Many Arctic cruises now offer you the option to go for a paddle along the pristine shorelines of the north. Your mother-ship will anchor in a calm bay, and then you’ll be issued your very own kayak so you can explore the wilderness under your own power.
8. Visit the Viking past.
Greenland has an extensive Viking past, and some of their pioneering efforts can still be seen there to this day. You’ll be able to check out the Hvalsey Church (built around 1300 A.D.) and check out where Erik the Red (the one who gave the island the name “Greenland”) set up his farm.

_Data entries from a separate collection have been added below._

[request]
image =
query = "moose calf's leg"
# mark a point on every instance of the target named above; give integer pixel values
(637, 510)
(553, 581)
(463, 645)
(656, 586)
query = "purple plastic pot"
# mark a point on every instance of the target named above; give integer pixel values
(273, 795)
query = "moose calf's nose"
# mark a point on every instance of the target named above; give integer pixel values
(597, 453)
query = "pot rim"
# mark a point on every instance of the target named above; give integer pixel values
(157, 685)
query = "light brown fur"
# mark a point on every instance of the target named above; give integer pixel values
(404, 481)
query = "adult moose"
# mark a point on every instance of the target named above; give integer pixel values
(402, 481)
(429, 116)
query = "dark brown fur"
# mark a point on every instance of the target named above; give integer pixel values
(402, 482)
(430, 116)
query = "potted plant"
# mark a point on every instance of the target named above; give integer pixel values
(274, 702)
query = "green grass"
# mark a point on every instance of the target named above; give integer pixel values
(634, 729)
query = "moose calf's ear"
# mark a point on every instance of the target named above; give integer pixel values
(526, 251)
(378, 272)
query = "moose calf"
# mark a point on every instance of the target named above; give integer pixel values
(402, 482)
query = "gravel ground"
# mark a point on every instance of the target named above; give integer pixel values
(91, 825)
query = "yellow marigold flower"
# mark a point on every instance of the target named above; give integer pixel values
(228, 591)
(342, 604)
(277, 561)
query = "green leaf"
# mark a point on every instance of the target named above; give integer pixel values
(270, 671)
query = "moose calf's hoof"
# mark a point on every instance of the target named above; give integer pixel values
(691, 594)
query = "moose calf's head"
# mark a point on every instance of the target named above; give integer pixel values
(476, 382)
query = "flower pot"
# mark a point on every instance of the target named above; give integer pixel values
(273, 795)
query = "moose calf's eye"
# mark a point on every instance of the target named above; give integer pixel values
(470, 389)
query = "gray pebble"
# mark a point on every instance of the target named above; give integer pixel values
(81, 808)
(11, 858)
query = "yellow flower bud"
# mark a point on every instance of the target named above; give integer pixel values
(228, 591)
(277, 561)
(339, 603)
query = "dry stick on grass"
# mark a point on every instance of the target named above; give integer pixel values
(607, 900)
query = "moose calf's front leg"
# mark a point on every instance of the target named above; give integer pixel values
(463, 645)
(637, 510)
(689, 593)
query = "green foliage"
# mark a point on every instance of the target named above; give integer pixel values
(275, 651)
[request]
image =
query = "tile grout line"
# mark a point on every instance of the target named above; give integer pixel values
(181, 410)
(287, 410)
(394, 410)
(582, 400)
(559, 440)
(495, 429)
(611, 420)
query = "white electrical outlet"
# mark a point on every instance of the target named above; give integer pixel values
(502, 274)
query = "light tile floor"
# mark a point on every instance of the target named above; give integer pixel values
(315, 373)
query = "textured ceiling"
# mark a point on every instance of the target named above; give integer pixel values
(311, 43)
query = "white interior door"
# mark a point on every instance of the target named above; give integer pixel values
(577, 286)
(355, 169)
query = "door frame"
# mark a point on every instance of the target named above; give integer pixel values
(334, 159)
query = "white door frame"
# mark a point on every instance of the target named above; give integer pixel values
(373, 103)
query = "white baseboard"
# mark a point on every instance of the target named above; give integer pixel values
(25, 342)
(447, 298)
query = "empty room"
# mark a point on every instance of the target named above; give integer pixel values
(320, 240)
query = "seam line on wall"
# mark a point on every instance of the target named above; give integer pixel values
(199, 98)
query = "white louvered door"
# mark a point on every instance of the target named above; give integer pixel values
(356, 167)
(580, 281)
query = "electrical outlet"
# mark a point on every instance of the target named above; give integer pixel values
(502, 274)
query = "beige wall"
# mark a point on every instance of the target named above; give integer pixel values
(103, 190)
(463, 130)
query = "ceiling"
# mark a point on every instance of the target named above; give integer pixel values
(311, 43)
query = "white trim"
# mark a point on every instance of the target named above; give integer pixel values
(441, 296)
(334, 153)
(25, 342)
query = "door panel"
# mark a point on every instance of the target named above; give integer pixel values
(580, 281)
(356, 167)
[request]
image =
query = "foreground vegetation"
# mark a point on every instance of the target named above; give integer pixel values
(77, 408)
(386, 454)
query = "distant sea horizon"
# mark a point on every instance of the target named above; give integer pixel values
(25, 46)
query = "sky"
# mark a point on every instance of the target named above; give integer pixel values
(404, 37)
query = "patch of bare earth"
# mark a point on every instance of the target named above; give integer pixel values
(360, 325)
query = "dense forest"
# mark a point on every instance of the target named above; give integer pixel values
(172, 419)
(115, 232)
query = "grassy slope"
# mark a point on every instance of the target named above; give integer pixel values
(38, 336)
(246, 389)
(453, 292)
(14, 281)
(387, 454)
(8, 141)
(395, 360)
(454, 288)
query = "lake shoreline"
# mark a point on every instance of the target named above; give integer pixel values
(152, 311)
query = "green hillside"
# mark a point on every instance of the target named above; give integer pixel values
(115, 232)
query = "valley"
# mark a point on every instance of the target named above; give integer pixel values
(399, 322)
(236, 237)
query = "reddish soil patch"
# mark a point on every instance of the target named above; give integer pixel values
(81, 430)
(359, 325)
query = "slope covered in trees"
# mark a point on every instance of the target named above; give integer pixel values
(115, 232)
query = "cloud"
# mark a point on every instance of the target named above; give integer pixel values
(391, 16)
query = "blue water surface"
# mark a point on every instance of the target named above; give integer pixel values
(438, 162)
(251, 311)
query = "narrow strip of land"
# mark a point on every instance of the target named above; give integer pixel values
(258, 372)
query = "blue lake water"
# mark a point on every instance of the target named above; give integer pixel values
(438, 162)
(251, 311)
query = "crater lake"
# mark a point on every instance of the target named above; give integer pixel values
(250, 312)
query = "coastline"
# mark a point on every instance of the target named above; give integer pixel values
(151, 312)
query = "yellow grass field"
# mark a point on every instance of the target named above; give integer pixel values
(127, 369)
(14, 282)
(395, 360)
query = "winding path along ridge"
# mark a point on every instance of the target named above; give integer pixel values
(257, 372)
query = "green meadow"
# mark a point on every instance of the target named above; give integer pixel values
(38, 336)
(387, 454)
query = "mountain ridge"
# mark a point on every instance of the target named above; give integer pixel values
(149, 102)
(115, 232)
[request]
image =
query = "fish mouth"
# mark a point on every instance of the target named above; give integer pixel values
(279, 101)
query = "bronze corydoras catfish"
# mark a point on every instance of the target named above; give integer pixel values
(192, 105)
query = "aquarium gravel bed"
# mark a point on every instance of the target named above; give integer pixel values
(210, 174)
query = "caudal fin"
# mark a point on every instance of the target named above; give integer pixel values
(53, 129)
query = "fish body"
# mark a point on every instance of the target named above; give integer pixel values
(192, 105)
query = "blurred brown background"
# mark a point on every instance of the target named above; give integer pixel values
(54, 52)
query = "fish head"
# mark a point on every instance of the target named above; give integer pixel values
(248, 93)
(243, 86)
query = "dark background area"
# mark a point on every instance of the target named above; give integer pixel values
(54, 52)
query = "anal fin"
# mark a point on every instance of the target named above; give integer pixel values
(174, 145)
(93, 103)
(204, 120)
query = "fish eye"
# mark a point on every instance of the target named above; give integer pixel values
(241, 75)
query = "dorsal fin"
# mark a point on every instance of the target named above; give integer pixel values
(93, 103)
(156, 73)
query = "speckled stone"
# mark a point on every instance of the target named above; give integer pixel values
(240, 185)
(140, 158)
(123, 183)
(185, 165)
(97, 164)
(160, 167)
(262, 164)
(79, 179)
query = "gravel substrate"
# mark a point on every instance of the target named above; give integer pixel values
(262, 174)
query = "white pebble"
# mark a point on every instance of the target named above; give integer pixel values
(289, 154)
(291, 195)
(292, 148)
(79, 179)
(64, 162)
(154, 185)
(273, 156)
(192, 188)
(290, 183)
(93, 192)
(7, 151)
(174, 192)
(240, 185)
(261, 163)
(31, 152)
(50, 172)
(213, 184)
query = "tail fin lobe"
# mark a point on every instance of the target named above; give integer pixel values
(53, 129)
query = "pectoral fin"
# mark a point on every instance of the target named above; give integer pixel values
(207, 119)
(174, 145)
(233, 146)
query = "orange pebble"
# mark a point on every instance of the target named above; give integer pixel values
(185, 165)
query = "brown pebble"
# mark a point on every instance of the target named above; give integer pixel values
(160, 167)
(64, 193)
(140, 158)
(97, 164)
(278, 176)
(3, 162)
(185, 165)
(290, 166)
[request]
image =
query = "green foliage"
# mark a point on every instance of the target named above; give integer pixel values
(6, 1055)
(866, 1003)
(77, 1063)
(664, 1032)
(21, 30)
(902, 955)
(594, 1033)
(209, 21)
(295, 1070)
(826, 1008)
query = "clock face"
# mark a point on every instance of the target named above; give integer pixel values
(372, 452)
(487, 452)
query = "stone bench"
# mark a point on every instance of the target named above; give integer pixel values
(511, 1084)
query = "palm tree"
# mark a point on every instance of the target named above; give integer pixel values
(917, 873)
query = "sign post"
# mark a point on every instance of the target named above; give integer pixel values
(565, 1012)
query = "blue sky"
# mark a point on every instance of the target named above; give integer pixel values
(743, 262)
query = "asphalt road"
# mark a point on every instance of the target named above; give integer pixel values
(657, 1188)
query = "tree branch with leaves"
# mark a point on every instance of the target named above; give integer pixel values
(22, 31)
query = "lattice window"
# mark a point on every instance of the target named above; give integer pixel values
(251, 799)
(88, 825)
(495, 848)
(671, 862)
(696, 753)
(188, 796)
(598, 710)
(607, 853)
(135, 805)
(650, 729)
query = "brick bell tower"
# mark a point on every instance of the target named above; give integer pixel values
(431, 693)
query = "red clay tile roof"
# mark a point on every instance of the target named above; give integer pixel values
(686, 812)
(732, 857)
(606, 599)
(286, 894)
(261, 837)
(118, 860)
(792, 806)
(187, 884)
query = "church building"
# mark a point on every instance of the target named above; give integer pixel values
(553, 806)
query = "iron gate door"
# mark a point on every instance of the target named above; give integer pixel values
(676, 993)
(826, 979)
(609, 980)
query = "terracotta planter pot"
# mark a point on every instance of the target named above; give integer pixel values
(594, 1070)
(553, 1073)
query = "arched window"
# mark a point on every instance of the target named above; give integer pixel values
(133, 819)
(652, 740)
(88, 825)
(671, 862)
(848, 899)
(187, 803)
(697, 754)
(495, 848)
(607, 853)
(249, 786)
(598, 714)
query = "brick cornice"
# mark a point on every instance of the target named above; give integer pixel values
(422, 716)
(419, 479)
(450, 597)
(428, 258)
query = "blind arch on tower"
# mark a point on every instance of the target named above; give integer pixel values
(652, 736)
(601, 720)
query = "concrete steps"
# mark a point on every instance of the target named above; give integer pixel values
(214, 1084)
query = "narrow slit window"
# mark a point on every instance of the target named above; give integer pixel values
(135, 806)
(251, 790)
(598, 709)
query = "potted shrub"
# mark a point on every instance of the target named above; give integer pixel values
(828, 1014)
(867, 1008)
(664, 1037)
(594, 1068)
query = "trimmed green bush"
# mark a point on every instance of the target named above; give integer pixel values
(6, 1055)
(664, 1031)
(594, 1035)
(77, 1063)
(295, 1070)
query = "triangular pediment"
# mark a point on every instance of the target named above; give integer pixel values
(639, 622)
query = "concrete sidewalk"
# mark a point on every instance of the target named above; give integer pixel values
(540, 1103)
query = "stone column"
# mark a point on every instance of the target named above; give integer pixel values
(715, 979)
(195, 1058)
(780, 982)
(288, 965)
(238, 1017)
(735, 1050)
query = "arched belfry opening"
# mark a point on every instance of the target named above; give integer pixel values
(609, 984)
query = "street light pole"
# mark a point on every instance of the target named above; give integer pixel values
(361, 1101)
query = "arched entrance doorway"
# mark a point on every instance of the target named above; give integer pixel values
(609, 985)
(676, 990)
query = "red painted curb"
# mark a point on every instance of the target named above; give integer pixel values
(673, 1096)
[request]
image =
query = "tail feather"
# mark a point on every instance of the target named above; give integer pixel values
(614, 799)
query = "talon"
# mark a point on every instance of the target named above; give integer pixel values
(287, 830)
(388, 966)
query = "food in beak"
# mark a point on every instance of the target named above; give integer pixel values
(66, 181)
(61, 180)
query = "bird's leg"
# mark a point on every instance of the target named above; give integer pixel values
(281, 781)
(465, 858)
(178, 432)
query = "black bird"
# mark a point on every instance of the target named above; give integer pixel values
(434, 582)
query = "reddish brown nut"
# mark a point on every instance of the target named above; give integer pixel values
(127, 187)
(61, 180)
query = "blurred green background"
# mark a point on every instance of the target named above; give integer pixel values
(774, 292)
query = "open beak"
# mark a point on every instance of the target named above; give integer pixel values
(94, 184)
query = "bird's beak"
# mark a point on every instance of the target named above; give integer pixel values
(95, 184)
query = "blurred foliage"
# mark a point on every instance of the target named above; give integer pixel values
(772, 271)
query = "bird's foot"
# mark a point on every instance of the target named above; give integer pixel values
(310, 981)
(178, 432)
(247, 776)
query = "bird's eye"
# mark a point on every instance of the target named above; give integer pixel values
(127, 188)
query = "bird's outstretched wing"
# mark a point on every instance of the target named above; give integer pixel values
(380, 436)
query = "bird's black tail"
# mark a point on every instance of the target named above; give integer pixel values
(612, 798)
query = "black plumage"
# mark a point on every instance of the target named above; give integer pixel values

The Arctic summers are a treat for both the novice and experienced ornithologist alike. If you’re looking to check off some of the more exotic members of your bird book, then head for Fair Isle (Storm Petrels, Northern Fulmars, Kittiwakes, Guillemots, Razorbills), Jan Mayen (Glaucous Gulls, Little Auks, Atlantic Puffins), or the Bird Cliffs of Alkefjellet which teem with over 60,000 pairs of breeding Brünnich’s Guillemots.
10. Inspect icebergs.
If giant floating sculptures of blue and white ice are more your thing, then head either to Iceberg Alley (Newfoundland, Canada) or the “Iceberg Capital of the World” (Ilulissat, Greenland).
11. Move out with ski mountaineering.
If you’re looking for something a little more physical to do during your Arctic cruise, then we suggest you try your skills at ski mountaineering. You’ll ski-out from your landing point, climbing higher than most passengers go for the chance to take in some truly breath-taking vistas.